Die Samen sind klein und rund und können schwarz, grün, blau, weiß oder cremefarben sein. Die Frucht enthält eine harte, holzige Schale, die die Samen schützt, jedoch enthält der weiche Teil der Frucht die giftige Hauptsubstanz des Eimerbaums.
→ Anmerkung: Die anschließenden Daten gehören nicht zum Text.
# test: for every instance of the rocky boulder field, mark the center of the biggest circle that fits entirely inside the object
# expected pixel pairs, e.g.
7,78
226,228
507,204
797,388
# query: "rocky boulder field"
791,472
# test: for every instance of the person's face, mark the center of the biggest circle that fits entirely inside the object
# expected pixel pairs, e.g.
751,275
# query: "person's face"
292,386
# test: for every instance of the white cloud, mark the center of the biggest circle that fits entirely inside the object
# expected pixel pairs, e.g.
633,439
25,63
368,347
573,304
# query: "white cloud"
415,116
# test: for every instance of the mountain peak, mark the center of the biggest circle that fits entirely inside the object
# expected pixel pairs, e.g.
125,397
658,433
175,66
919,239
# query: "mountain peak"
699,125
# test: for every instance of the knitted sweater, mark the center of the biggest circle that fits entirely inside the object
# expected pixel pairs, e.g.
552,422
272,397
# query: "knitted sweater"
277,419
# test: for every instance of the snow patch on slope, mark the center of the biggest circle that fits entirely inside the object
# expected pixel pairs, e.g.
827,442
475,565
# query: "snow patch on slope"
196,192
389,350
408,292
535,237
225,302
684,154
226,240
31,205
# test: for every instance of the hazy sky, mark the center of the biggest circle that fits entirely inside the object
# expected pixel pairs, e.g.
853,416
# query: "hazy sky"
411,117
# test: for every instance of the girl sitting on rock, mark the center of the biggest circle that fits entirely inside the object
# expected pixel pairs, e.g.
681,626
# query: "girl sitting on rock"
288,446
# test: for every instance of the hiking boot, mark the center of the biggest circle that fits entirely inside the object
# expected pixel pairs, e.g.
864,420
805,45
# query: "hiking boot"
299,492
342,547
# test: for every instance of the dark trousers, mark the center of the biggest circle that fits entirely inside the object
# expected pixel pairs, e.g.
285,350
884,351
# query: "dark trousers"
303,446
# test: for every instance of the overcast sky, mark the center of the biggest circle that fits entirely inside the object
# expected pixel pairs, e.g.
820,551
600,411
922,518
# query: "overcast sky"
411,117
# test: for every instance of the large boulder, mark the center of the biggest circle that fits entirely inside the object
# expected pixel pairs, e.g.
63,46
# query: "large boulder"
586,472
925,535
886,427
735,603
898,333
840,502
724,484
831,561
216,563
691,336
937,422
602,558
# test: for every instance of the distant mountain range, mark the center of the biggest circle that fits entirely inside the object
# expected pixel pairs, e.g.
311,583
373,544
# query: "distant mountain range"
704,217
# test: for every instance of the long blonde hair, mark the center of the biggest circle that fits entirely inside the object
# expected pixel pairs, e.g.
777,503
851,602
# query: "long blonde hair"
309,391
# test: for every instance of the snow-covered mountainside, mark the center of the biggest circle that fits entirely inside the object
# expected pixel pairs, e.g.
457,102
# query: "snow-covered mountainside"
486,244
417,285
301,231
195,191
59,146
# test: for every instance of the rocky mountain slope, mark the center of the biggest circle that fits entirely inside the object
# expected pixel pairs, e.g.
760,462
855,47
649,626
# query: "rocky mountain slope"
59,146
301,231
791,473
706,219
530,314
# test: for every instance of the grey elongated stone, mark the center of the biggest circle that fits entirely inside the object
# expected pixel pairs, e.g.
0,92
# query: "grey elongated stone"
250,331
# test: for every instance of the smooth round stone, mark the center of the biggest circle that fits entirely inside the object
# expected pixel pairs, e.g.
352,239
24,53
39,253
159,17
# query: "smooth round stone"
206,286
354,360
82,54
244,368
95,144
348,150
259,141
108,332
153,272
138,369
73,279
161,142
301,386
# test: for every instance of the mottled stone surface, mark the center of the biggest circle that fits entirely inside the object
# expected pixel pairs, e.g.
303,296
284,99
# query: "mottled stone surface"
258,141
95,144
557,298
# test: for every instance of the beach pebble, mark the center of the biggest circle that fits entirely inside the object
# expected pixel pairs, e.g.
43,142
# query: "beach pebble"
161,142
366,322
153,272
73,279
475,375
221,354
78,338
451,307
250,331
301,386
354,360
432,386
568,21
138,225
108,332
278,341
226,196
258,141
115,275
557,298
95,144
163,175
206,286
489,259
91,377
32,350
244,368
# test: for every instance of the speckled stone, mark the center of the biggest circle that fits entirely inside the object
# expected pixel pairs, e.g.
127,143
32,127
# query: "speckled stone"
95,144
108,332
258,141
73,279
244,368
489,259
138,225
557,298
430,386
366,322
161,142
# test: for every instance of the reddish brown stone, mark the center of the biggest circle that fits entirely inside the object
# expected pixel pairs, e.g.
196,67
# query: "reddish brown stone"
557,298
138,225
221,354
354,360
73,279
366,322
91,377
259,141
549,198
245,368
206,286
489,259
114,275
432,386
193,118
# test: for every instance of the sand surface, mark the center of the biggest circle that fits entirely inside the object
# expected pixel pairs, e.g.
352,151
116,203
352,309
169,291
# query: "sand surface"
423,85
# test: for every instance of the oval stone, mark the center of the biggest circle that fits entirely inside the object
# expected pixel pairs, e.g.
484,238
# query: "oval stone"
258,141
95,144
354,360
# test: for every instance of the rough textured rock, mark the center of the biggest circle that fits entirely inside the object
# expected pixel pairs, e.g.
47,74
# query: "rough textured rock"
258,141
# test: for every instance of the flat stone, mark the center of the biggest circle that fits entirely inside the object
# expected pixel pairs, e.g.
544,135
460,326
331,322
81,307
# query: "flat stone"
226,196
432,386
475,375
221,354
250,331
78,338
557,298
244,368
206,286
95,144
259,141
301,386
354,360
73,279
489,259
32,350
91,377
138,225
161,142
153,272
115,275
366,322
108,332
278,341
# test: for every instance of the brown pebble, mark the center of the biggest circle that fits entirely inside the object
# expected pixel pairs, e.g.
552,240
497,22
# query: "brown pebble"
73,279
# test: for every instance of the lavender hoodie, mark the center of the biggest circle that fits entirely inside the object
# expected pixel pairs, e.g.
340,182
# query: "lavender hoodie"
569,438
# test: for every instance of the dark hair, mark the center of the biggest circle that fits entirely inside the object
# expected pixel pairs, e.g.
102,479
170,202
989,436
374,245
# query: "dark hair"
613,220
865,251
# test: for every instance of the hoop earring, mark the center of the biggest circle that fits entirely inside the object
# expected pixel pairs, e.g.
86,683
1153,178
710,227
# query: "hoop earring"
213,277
Die Giftstoffe sind:

Methoxyhydantoin: ein Aminohydantoin (ein zyklisches Keton) und ein Azadiketon, das insektizide Eigenschaften hat, ein bitteres Alkaloid und für Säugetiere und andere Tiere giftig ist, wenn sie die Frucht verzehren.

Dehydrozalone: ​​eine aromatische Substanz.

Hexahydrodiisoxazolin: ein Piperidin-Derivat mit antimykotischen, säugetier-, anthelmintischen und insektiziden Eigenschaften.

Dehydrozolin: ein sekundäres Amin, das von Zolin abgeleitet ist und als Pestizid verwendet wird.

Toxizität

Die Samen enthalten Methoxyhydantoin (ein zyklisches Keton und ein Aminohydantoin), das giftig ist, wenn es mit der Haut oder Schleimhaut von Menschen, Tieren und sogar Pflanzen in Kontakt kommt. Das Methoxyhydantoin kann Erbrechen und Durchfall verursachen. In einigen Fällen kann das Methoxyhydantoin sogar zum Tod führen. Obwohl nicht so giftig wie die Frucht, können die Samen dennoch Tiere töten. Methoxyhydantoin ist eine der giftigsten Substanzen der Frucht und kann für Rinder, Hunde, Katzen, Vögel und andere Tiere tödlich sein, wenn sie die Frucht fressen. Wenn es eingenommen wird, kann es Erbrechen, Durchfall, Muskelkrämpfe, Schock, Krämpfe und manchmal Koma und Tod verursachen. Es kann für Menschen sogar tödlich sein, wenn sie beim Verzehr der Frucht Alkohol trinken.

Dehydrozolin (2,2-Dihydro-1,5-Benzodiazepin), ein Piperidin-Derivat, ist eine der giftigsten Substanzen, die in der Frucht gefunden werden. Bei Einnahme kann Dehydrozolin Erbrechen, Durchfall, Muskelkrämpfe, Schock, Krämpfe und Koma und manchmal den Tod verursachen.